While it’s always better to sell a show than to be forced to keep it on the shelf, WLNY is a very lowrated station. Under CBS ownership, however, the station’s ratings should rise, making a big difference when it comes to the barter advertising sales that contribute a large portion to syndicated shows’ revenue. Still, a sale to Tribune’s WPIX or Fox’s WNYW/WWOR in New York would have immediately assured Warner Bros. of strong advertising in both shows.
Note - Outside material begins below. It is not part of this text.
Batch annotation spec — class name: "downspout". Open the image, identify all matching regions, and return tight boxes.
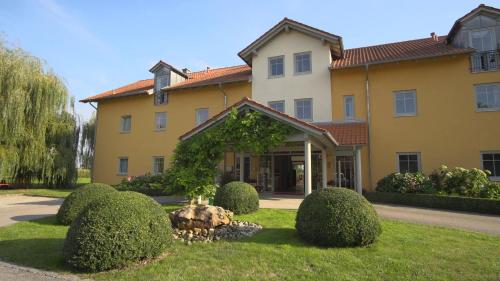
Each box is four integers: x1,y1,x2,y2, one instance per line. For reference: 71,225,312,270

The wild card in all of this remains Debmar-Mercury’s Anger Management, which stars Charlie Sheen and premieres next week on FX in a 10-episode test. The first two episodes of the show, which will air June 28, do not count in the ratings guarantee it has to clear in order for FX to pick it up for the remaining 90, but the producers have enough confidence in the production that they have already started on season two, according to reports. And now that neither Tribune nor Fox has acquired Mike & Molly or 2 Broke Girls, they both have room for Anger Management. The show still has to pass its initial ratings test on FX, however.
While CTD’s deal with Tribune to launch a new late-night show starring Hall came together quickly after CTD’s John Nogawski and Tribune’s Sean Compton had a meeting at the National Association of Broadcasters convention in Las Vegas last April and realized they had aligned agendas, it was actually a deal that was four years in the making.
Compton had been considering bringing Hall back since he first arrived at Tribune four years ago. He went so far as to set up a meeting with Hall and entertainment lawyer Scott Zolke of Loeb & Loeb, but the process didn’t go further than that. Two years later they met again, with no real conclusion. But by the time Compton and Nogawski talked in Vegas, the timing was right. Tribune wanted to move further into the firstrun business and have more ownership in the shows it airs, while CTD had no sitcoms to sell and wanted to be able to lay claim to more latenight time slots.
“Arsenio was the Johnny Carson to the baby boomers’ kids,” says Compton, who will clear out such off-net sitcoms as Friends, Seinfeld, 30 Rock and According to Jim to make room for Hall’s revival.
“Arsenio is already a household name, and he knows how to get in front of the camera immediately and do this,” says Nogawski, who says CTD’s research indicates that the market would welcome Hall back with open arms. “Arsenio had a substantial following with his previous late-night show, and that same 18-34 audience is now right in the middle of the late-night core audience of 35-54.”
With the Tribune, CBS and Local TV stations already signed, Hall is cleared in more than half the country in two-year deals. There will be nine-anda- half minutes of local advertising inventory in each one-hour episode, and five-and-a-half minutes of national advertising.